In Plutarch's essay, "How a Man May Become Aware of His Progress in Virtue" (79e), he writes something I like to remind people of every once in a while:

"Rightly has it been said: Adjust the stone to fit the line, and not the line to fit the stone. But those who do not adjust their tenets to fit the facts, but rather try to force the facts into an unnatural agreement with their own assumptions, have filled philosophy with a great number of difficulties, of which the greatest is that which would assign all men to a general category of badness with the single exception of the absolutely perfect man; the result of which is to make a puzzle out of what we call progress, since it falls but little short of the utmost foolishness, and represents men who have been released by it from all kinds of passions and weaknesses as living in a state of equal wretchedness with those who have not yet been freed from a single one of the worst evils.

Now these men really refute themselves when, in their lectures, they put the wrongdoing of Aristeides on an equality with that of Phalaris, and cowardice of Brasidas on equality with that of Dolon, Band the hard-hearted attitude of Plato as actually not differing at all from that of Meletus; whereas in their life and practice they show an aversion for these latter men and avoid them as ruthless, but the former they seem to think are men of great worth, for they cite them with confidence in the most important matters.

But as for us, we observe that there are degrees in every kind of evil, and especially in the indeterminate and undefined kind that has to do with the soul. (In the same way also there are different degrees of progress produced by the abatement of baseness like a receding shadow, as reason gradually illuminates and purifies the soul.) We do not, therefore, think that consciousness of the change is unreasonable in the case of persons who are, as it were, making their way upward out of some deep gorge, but there are ways in which it can be computed.

Of these I beg you to consider the first without further preface. Just as men sailing out into the open sea calculate their run by the time elapsed in conjunction with the strength of the wind, reckoning how much distance, after spending a certain time, while carried onward by a certain force, they are likely to have accomplished; so too in philosophy a man may take for himself as a proof that he is gaining ground the uniformity and continuity of his course, which makes on the way no frequent halts, followed by leaps and bounds, but smoothly and regularly forges ahead, and goes through the course of philosophic reasoning without mishap.

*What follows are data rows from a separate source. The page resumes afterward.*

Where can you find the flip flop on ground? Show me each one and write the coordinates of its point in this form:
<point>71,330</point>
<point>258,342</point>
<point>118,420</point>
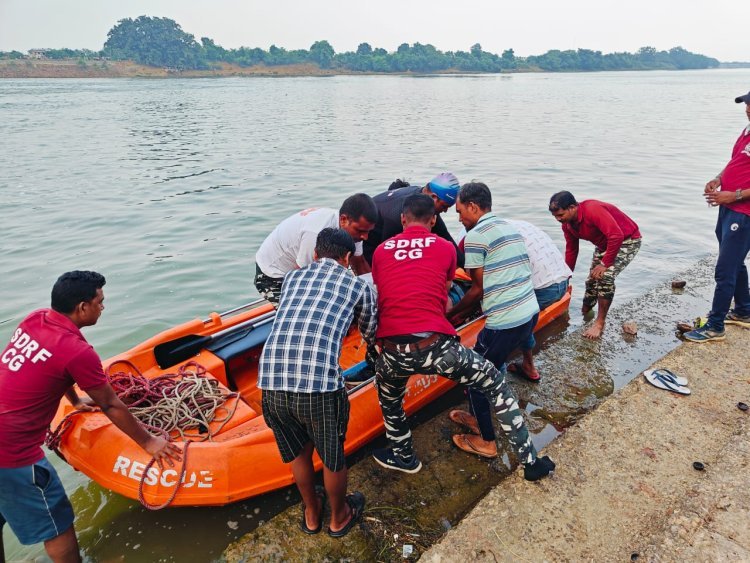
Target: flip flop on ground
<point>665,379</point>
<point>667,374</point>
<point>516,368</point>
<point>466,443</point>
<point>465,419</point>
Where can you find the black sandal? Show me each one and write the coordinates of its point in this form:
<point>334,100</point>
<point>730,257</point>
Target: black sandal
<point>320,491</point>
<point>356,502</point>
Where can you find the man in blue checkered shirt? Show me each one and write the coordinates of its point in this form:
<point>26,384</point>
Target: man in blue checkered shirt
<point>304,398</point>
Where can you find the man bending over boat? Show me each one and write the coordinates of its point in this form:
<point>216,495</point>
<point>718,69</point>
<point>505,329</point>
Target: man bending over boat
<point>442,189</point>
<point>290,245</point>
<point>415,337</point>
<point>46,355</point>
<point>497,261</point>
<point>616,239</point>
<point>304,399</point>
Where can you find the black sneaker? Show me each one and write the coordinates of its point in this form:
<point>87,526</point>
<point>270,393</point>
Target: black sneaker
<point>389,460</point>
<point>733,318</point>
<point>542,467</point>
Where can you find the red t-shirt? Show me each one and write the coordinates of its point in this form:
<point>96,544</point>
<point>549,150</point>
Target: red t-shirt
<point>736,175</point>
<point>604,225</point>
<point>410,271</point>
<point>46,355</point>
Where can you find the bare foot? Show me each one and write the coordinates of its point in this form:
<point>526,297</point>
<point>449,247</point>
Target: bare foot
<point>316,515</point>
<point>531,371</point>
<point>594,331</point>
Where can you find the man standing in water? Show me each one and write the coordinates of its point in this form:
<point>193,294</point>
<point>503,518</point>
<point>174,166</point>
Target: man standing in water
<point>616,239</point>
<point>414,337</point>
<point>46,355</point>
<point>304,399</point>
<point>730,190</point>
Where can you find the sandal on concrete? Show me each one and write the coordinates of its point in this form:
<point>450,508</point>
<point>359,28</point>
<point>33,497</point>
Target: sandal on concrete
<point>463,442</point>
<point>664,379</point>
<point>356,502</point>
<point>464,418</point>
<point>320,491</point>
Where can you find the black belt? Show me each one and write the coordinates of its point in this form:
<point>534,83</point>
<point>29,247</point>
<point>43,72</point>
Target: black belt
<point>417,346</point>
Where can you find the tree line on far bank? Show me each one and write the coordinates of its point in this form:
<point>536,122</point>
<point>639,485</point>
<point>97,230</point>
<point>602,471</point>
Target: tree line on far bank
<point>161,42</point>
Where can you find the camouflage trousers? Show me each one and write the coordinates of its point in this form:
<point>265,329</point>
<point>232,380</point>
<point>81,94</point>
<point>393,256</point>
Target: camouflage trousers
<point>448,358</point>
<point>604,287</point>
<point>268,287</point>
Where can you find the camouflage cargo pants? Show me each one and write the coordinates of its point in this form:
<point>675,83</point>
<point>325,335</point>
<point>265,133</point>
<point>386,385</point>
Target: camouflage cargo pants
<point>604,287</point>
<point>448,358</point>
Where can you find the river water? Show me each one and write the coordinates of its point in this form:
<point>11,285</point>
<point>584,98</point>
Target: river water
<point>168,187</point>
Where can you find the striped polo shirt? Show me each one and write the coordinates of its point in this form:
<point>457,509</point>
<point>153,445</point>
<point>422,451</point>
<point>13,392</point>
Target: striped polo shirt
<point>495,245</point>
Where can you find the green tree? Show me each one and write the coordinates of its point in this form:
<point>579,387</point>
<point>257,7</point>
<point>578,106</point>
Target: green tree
<point>154,42</point>
<point>364,49</point>
<point>322,53</point>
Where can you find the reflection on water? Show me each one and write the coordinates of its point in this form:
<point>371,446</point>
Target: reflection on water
<point>168,187</point>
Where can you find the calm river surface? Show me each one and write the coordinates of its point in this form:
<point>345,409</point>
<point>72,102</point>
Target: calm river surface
<point>168,187</point>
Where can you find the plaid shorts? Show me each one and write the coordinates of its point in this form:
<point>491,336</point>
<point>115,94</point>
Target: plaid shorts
<point>268,287</point>
<point>298,418</point>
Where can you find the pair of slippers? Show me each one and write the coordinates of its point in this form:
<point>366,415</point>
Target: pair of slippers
<point>356,502</point>
<point>516,368</point>
<point>663,378</point>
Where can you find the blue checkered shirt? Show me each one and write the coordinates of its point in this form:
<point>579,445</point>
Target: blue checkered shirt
<point>317,306</point>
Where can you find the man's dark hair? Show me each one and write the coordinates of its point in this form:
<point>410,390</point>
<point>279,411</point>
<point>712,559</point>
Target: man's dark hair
<point>561,200</point>
<point>72,288</point>
<point>333,243</point>
<point>477,193</point>
<point>358,206</point>
<point>398,183</point>
<point>419,207</point>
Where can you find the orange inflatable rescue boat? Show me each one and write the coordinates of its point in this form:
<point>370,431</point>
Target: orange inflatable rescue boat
<point>241,459</point>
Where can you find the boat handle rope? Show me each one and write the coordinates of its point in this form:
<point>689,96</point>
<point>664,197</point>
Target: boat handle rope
<point>170,402</point>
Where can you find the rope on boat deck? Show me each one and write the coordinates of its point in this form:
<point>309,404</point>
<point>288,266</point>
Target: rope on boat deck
<point>186,403</point>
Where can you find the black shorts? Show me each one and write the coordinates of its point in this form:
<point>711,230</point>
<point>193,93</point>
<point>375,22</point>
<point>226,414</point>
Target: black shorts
<point>298,418</point>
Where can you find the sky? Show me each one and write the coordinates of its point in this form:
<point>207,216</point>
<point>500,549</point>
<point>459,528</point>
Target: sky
<point>716,28</point>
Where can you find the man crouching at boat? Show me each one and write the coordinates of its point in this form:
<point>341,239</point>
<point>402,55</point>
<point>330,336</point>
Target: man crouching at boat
<point>414,337</point>
<point>290,245</point>
<point>304,399</point>
<point>46,355</point>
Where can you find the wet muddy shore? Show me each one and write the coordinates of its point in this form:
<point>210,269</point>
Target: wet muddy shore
<point>407,516</point>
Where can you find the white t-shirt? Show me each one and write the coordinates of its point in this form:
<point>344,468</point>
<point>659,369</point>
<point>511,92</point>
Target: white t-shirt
<point>547,263</point>
<point>291,244</point>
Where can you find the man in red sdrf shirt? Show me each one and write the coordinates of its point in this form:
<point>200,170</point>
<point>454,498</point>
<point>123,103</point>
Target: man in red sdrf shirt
<point>413,272</point>
<point>46,355</point>
<point>730,190</point>
<point>616,239</point>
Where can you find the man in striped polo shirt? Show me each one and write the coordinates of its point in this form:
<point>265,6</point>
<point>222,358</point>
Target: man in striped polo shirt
<point>500,271</point>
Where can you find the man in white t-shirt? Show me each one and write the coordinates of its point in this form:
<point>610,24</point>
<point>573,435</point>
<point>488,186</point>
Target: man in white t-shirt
<point>550,276</point>
<point>291,244</point>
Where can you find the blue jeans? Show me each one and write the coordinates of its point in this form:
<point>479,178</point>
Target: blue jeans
<point>495,346</point>
<point>733,232</point>
<point>546,296</point>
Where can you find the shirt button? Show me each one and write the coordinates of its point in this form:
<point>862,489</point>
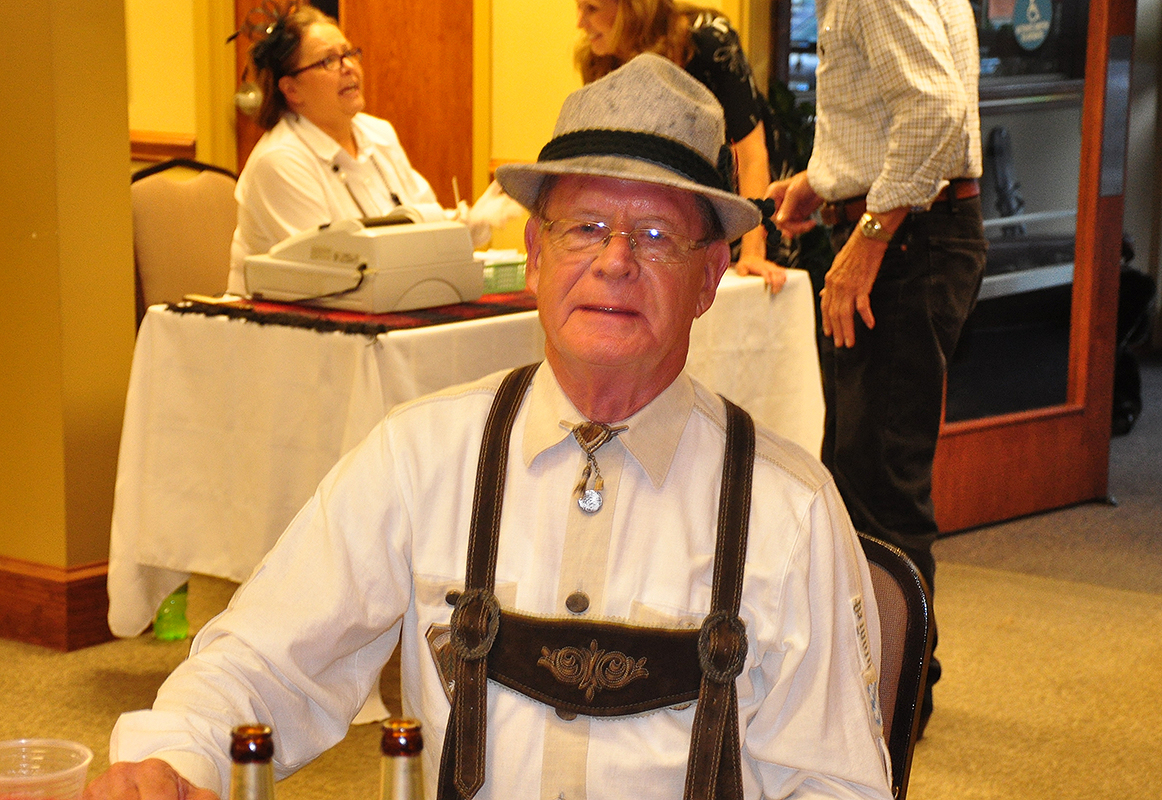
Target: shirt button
<point>578,602</point>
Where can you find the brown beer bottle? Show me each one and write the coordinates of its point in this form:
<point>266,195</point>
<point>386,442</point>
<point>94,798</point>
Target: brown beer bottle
<point>252,775</point>
<point>400,775</point>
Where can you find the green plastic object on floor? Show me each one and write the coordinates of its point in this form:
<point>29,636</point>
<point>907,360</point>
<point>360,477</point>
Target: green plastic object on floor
<point>171,623</point>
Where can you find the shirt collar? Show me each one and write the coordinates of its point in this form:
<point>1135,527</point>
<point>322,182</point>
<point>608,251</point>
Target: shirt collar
<point>652,435</point>
<point>321,143</point>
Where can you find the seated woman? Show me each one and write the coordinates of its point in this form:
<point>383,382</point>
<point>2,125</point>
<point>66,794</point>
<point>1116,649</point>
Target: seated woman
<point>322,158</point>
<point>702,42</point>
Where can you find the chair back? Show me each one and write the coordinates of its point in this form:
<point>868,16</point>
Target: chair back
<point>905,633</point>
<point>184,221</point>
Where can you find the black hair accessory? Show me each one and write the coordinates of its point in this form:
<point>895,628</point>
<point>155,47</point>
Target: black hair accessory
<point>265,26</point>
<point>726,168</point>
<point>766,207</point>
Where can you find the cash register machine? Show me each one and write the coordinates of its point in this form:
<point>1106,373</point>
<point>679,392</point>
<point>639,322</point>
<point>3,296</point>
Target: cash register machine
<point>372,265</point>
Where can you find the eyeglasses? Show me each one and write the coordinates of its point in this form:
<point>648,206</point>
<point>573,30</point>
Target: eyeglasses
<point>651,244</point>
<point>331,63</point>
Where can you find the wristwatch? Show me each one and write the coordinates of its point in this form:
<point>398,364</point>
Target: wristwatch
<point>872,228</point>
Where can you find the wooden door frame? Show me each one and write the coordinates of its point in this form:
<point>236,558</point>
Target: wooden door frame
<point>1005,466</point>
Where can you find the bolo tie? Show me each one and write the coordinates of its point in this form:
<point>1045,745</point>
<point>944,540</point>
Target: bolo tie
<point>592,436</point>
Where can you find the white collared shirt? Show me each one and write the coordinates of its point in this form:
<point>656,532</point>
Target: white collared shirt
<point>298,177</point>
<point>372,556</point>
<point>897,107</point>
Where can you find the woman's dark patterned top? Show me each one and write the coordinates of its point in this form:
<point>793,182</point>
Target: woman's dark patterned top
<point>719,63</point>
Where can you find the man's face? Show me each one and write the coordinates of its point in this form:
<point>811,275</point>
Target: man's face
<point>612,308</point>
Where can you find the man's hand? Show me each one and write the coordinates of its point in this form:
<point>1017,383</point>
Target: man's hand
<point>151,779</point>
<point>847,288</point>
<point>795,201</point>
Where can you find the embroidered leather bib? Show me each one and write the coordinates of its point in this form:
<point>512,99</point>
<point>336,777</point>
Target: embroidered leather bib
<point>599,669</point>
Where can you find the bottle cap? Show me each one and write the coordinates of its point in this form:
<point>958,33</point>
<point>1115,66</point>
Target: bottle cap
<point>251,743</point>
<point>402,736</point>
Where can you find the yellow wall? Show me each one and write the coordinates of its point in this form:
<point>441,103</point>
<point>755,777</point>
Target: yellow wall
<point>159,43</point>
<point>66,329</point>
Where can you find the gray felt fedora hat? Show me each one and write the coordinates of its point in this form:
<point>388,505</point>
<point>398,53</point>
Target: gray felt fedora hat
<point>648,120</point>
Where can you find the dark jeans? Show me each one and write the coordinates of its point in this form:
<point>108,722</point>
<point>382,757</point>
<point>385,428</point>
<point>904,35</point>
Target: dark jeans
<point>884,395</point>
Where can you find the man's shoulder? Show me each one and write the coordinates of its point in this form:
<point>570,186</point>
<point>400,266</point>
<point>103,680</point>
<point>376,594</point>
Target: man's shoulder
<point>772,452</point>
<point>452,399</point>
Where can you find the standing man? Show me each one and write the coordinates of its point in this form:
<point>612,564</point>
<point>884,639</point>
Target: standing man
<point>894,171</point>
<point>590,597</point>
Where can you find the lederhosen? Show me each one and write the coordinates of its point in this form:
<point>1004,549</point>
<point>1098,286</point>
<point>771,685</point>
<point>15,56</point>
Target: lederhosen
<point>625,669</point>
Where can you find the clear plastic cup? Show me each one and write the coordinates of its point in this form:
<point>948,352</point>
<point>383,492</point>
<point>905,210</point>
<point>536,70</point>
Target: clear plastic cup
<point>43,769</point>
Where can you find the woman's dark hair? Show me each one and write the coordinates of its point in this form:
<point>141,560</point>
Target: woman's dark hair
<point>273,51</point>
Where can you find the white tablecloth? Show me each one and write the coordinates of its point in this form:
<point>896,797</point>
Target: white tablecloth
<point>230,425</point>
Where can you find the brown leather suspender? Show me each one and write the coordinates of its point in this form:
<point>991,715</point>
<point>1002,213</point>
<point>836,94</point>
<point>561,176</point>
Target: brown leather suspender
<point>674,665</point>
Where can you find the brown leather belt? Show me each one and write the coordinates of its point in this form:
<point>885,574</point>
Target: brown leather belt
<point>851,211</point>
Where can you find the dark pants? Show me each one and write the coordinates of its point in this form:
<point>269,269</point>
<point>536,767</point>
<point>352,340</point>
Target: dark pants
<point>884,395</point>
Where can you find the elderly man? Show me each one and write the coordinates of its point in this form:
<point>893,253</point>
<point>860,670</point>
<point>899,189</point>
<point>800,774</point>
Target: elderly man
<point>603,583</point>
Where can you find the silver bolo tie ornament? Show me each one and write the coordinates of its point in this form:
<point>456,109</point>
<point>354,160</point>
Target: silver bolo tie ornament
<point>592,436</point>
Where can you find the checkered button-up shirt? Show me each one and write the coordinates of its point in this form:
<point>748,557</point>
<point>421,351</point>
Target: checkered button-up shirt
<point>897,111</point>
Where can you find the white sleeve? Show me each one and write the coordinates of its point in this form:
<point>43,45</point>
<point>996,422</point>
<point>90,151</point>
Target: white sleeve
<point>817,731</point>
<point>303,640</point>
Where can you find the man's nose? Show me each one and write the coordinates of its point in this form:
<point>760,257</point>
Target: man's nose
<point>617,258</point>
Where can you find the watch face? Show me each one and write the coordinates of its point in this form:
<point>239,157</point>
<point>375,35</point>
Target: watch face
<point>870,227</point>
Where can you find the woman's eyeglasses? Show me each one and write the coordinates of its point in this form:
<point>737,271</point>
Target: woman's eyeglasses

For the lines: If even small upon the small you place and do this oft, dare not merely well put in regard to the increase of money, but they apply to everything, and especially to advancement in virtue, since reason thereby gains the aid of constant and effective habit. But the variation and obtuseness often shown by students of philosophy not only cause delays and stoppages in their progress on the road to knowledge, but also bring about retrogressions, since vice always makes an onset on the man who yields ground by loitering, and carries him backward in the opposite direction."